Corm infection has persisted from year to year without any sign of the disease on the growing plants. As the rotted corms dry out, they shrink only slightly. Botrytis-rotted corms are soft and spongy, with white mold among the rotted tissues and on the surface of the corm. Nests of rotted corms with white mold occur in stored corms. Infection often spreads from one corm to those in contact with it.

The fungus produces sclerotia, the resting bodies. They are oval, flat, black, and about one-eighth to one-fourth inch long. Sclerotia may live in the soil for many years before germinating to produce the spores that initiate infection in each growing season. Sclerotia are formed on rotting tissue in the field, in refuse piles, and on rotted corms in storage. They are commonly found at the time of corm harvest on plants killed by the disease and are located between leaves just above ground and in the hollow flower stems of plants from which spikes were cut.

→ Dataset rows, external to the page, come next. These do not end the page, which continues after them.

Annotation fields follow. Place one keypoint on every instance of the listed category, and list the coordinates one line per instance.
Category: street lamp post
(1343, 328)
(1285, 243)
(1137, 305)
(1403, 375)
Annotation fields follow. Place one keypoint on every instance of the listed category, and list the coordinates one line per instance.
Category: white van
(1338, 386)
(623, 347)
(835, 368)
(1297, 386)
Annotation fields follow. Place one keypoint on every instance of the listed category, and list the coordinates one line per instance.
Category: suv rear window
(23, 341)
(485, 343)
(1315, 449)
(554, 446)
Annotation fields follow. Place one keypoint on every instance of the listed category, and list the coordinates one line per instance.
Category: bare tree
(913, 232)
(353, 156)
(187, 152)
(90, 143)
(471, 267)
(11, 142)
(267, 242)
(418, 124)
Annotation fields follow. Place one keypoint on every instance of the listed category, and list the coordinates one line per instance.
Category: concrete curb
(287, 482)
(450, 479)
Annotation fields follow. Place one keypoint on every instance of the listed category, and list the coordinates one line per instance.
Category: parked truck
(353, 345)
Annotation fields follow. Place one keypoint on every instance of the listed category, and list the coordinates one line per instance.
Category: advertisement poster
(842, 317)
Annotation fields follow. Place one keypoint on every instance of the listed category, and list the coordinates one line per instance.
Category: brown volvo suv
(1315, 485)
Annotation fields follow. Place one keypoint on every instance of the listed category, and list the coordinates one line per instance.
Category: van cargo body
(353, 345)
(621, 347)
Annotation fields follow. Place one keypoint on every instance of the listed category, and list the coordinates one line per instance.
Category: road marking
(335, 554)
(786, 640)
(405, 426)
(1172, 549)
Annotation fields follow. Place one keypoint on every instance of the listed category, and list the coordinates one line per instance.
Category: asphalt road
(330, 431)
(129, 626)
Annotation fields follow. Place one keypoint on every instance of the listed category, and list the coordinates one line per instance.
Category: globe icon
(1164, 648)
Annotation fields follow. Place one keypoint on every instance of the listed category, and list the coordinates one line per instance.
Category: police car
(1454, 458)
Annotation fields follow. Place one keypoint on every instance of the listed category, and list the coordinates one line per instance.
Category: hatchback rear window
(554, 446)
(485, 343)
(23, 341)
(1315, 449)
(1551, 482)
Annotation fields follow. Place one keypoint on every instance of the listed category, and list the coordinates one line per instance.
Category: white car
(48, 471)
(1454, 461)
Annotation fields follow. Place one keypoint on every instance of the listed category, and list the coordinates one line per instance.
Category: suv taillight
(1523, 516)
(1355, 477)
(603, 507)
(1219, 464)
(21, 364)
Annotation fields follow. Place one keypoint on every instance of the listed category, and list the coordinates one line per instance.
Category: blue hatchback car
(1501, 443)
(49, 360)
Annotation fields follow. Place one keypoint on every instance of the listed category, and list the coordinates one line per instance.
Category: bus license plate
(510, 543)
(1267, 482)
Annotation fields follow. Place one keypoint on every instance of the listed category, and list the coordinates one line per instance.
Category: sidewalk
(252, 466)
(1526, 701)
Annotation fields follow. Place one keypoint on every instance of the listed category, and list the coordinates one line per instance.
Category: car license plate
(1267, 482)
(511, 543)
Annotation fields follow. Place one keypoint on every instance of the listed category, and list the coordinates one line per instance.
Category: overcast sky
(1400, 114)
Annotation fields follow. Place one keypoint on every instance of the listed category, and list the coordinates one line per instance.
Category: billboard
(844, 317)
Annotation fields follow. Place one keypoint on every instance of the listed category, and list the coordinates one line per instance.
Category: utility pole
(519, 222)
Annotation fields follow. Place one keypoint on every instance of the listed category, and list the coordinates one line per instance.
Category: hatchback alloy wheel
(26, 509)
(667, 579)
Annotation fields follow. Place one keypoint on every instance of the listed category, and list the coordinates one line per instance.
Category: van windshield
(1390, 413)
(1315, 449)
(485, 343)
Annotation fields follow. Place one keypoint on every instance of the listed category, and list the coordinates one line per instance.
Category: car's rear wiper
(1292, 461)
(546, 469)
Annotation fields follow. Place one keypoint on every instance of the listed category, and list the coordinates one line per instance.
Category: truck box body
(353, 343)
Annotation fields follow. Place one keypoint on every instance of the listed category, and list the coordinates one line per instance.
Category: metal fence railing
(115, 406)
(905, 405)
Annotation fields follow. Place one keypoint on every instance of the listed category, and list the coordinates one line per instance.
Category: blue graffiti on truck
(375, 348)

Botrytis disease is easily identified by the clear, pin-point spots on petals, the spore signs on leaf spots and dead florets, the sclerotia on the stalks and corms, and the soft rotted corms with white mold.

Spores are produced in grapelike bunches on the ends of short "hairs" that have the fuzzy appearance of velvet, especially when wet with dew. Spores are usually found only on brown dead tissue. Dead petals on an old spike standing in the field may produce countless thousands of spores daily for weeks.

AS THE DISEASE is carried in corms, it may not be practical to prevent its introduction to a farm or an area. It would be impractical to eradicate the disease from areas where it has been epidemic. It has been amply demonstrated, however, that the disease can be controlled effectively by protecting the plants with zineb or nabam fungicides. Arthur Holloman, Jr., and Roy A. Young in Oregon reported that ferbam is also effective, but may be less desirable on flower spikes because of the black spray residue. The fungicidal spray or dust is applied every 3 or 4 days in wet weather. To protect rapidly growing leaves and spikes, applications are made as often as every other day in plantings where the disease is already present. Dusting is most useful for renewing protection between showers and when speed of application is important.